Ob im Einzelfall die Darlehnsgewährung eine nach Sachlage gebotene Kapitalzuführung ersetzt, läßt sich bei Zugrundelegung der vom Gesetzgeber vorausgesetzten wirtschaftlichen Betrachtungsweise ermitteln.
Hierbei ist entscheidend, daß die vom Bundesfinanzhof zu § 3 Abs. 1 KVStG entwickelten Auslegungsgrundsätze der allgemeinen wirtschaftlichen Lebenserfahrung entsprechen und zu einer sachgerechten Entscheidung des Einzelfalles zu führen durchaus geeignet sind. Der Bundesfinanzhof geht von dem allgemeinen kaufmännischen Finanzierungsgrundsatz aus, daß das Anlagevermögen (d.h. langlebige, dauernd gebundene Vermögensteile) in erster Linie durch Eigenkapital und nur ergänzend durch langfristiges Fremdkapital finanziert werden soll, um Liquiditätsschwierigkeiten zu vermeiden. Aus dieser Überlegung ergibt sich die Folgerung, daß ein Gesellschafterdarlehen eine durch die Sachlage gebotene Kapitalzuführung in aller Regel dann ersetzt, wenn das Darlehen für Investitionszwecke verwendet wird, es sich weiter dabei nicht nur um einen kurzfristigen, sondern um einen mittel- oder langfristigen Kredit handelt und der Gesellschaft die Deckung des Investitionsbedarfs aus eigenen Mitteln nicht möglich ist. Liegen diese Voraussetzungen vor, dann haben in der Regel die Gesellschafterdarlehen wirtschaftlich die Funktion von Gesellschaftskapital und sind dann gesellschaftsteuerpflichtig. Mit Hilfe dieser Auslegungsgrundsätze können Steuerverwaltung und Finanzgerichte in jedem Einzelfall ermitteln, ob der Rechtsvorgang der Darlehnsgewährung gesellschaftsteuerpflichtig ist oder nicht, ohne dabei willkürlich entscheiden zu müssen.

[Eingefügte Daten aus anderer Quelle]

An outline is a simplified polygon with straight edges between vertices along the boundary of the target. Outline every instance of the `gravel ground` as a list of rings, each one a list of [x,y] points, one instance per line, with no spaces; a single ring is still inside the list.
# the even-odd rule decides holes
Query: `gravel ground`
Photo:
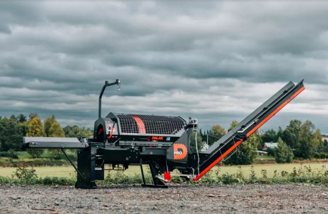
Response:
[[[44,209],[48,210],[38,210]],[[328,213],[328,187],[300,185],[0,185],[0,213]]]

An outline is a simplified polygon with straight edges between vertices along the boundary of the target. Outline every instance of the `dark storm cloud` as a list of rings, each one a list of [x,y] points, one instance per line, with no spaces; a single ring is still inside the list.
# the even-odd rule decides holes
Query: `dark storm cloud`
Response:
[[[227,127],[304,79],[267,127],[312,115],[328,132],[318,116],[328,115],[327,14],[323,1],[2,2],[0,115],[53,113],[91,127],[102,84],[119,78],[103,112]]]

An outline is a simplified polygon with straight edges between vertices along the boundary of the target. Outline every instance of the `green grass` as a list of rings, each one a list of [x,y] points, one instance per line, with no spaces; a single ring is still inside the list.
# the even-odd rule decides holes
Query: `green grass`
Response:
[[[303,165],[311,166],[313,170],[321,170],[323,165],[327,164],[326,163],[311,163],[303,164]],[[328,164],[327,164],[328,165]],[[251,167],[252,165],[241,166],[244,175],[248,176],[251,173]],[[274,174],[275,170],[277,170],[278,173],[284,171],[288,172],[291,172],[294,167],[297,168],[300,166],[299,164],[263,164],[254,165],[255,173],[257,175],[261,174],[261,171],[265,169],[268,173],[268,177],[272,177]],[[239,166],[220,166],[220,172],[219,174],[222,175],[226,173],[230,174],[234,174],[237,172]],[[328,166],[327,166],[328,168]],[[215,167],[210,171],[210,173],[214,174],[218,167]],[[71,177],[72,175],[75,173],[75,170],[72,166],[40,166],[34,167],[36,173],[40,177],[44,178],[46,176],[56,176],[58,177]],[[144,166],[144,171],[146,170],[146,165]],[[10,176],[16,170],[14,167],[0,167],[0,176]],[[109,170],[105,171],[105,176],[106,176]],[[132,175],[134,174],[141,173],[140,167],[136,166],[130,166],[129,168],[124,172],[127,175]]]
[[[327,169],[328,169],[328,164],[327,163],[310,163],[304,164],[303,165],[311,166],[312,169],[318,169],[321,170],[322,169],[322,166],[325,165],[327,165]],[[265,169],[268,172],[268,177],[271,178],[273,177],[275,170],[277,170],[278,173],[280,173],[281,171],[284,171],[288,173],[293,171],[293,168],[294,167],[298,168],[300,165],[299,163],[294,164],[257,164],[254,165],[241,165],[243,173],[245,176],[248,176],[251,173],[251,167],[252,165],[254,166],[254,169],[256,175],[259,175],[261,174],[261,170]],[[227,172],[229,174],[234,174],[237,172],[238,167],[239,166],[235,165],[232,166],[220,166],[220,174],[222,174],[225,172]],[[217,167],[216,168],[217,169]],[[212,172],[214,172],[215,169],[212,169]]]

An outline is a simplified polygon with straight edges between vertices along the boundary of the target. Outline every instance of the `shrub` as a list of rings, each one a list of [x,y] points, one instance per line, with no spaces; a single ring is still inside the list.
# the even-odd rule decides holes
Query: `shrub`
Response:
[[[319,159],[320,158],[320,153],[319,152],[315,152],[313,154],[313,157],[316,159]]]
[[[16,177],[23,183],[27,184],[34,184],[37,178],[35,170],[33,167],[31,169],[28,169],[28,166],[26,163],[24,163],[22,165],[17,166],[16,171],[11,175],[12,178],[14,178]]]

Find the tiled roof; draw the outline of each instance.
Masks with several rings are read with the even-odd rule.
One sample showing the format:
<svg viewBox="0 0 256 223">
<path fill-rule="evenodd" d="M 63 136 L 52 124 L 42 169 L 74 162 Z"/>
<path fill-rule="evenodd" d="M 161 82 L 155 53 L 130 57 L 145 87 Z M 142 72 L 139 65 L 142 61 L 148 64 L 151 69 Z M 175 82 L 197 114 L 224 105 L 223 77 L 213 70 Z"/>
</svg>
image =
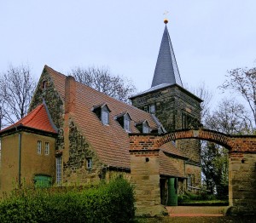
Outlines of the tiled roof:
<svg viewBox="0 0 256 223">
<path fill-rule="evenodd" d="M 44 103 L 37 106 L 34 110 L 32 110 L 17 123 L 2 129 L 0 133 L 10 130 L 11 129 L 18 126 L 28 127 L 49 133 L 57 133 L 57 129 L 51 122 L 51 117 L 49 115 L 47 106 Z"/>
<path fill-rule="evenodd" d="M 166 26 L 165 27 L 151 87 L 155 87 L 162 83 L 177 83 L 183 86 Z"/>
<path fill-rule="evenodd" d="M 52 68 L 44 67 L 50 75 L 56 90 L 65 101 L 66 76 Z M 151 129 L 158 128 L 152 116 L 132 106 L 111 98 L 84 84 L 76 82 L 76 107 L 73 120 L 79 126 L 89 144 L 96 150 L 101 160 L 107 165 L 130 169 L 129 136 L 115 120 L 117 115 L 128 112 L 131 116 L 131 131 L 139 133 L 135 123 L 147 120 Z M 108 105 L 109 125 L 103 125 L 98 117 L 91 111 L 98 105 Z"/>
<path fill-rule="evenodd" d="M 50 75 L 55 87 L 64 102 L 67 77 L 47 66 L 45 66 L 45 69 Z M 93 108 L 99 105 L 107 105 L 111 111 L 108 125 L 103 125 L 92 112 Z M 160 124 L 157 118 L 151 114 L 76 82 L 76 107 L 75 112 L 72 114 L 72 118 L 103 163 L 111 167 L 130 169 L 129 135 L 116 120 L 118 116 L 125 113 L 128 113 L 131 118 L 131 133 L 139 133 L 135 125 L 144 120 L 148 121 L 149 128 L 152 129 L 156 129 Z M 164 146 L 160 151 L 160 174 L 183 176 L 175 166 L 176 164 L 172 163 L 170 158 L 164 154 L 164 152 L 174 152 L 183 157 L 183 154 L 173 145 L 171 147 Z"/>
</svg>

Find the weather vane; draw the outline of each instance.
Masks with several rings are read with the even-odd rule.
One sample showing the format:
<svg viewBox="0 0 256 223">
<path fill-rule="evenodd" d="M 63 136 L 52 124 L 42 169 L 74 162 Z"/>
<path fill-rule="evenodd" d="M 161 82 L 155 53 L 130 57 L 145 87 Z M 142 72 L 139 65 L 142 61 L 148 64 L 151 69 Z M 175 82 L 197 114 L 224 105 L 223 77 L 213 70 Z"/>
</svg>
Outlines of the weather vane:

d) Die Heranziehung zur Gesellschaftsteuer wird durch die Vorschrift des § 3 Abs. 1 KVStG keineswegs in das Ermessen der Steuerbehörde gestellt. Es handelt sich nicht um eine Kann-Vorschrift, sondern die Heranziehung zur Steuer ist zwingend vorgeschrieben, sobald der Tatbestand erfüllt ist. Steuermaßstab und Steuersatz sind ebenfalls in besonderen Vorschriften des Gesetzes genau festgelegt (§ 8 und § 9 KVStG). Das Gesetz bestimmt auch, wer Steuerschuldner ist und wer für die Steuerschuld haftet (§ 10 KVStG).
Damit sind Gegenstand, Inhalt, Zweck und Ausmaß des obrigkeitlichen Eingriffs durch das Gesetz selbst genügend bestimmt. Der Steuerpflichtige – die Kapitalgesellschaft, also ein kaufmännisches Unternehmen – ist daher sehr wohl in der Lage, im voraus zu beurteilen, ob ein Gesellschafterkredit die Steuerpflicht auslöst.
4. Was schließlich die Bedenken des vorlegenden Gerichts angeht, daß die Bestimmung des § 3 Abs. 1 KVStG den Richter überfordere, so ist darauf hinzuweisen, daß nach der. Rechtsprechung des Bundesverfassungsgerichts selbst die schöpferische Füllung weiter Lücken auf der Grundlage einer richtungweisenden Generalklausel eine herkömmliche und stets bewältigte richterliche Aufgabe ist (BVerfGE 3, 225 [243 f]).
Dieser Grundsatz ist keineswegs auf das Zivilrecht und auf die Zivilgerichte beschränkt. Die Steuergesetze, die die Steuerpflicht an bestimmte wirtschaftliche Lebenssachverhalte knüpfen, müssen der Vielfalt wirtschaftlicher Gestaltungsmöglichkeiten Rechnung tragen und können ohne unbestimmte Rechtsbegriffe und Generalklauseln nicht auskommen. Diese weit gefaßten Normen können das Gebot materieller Gerechtigkeit überhaupt erst erfüllen, wenn der Richter Lücken schöpferisch ausfüllt und damit den objektiven Willen des Gesetzgebers im Einzelfall verwirklicht.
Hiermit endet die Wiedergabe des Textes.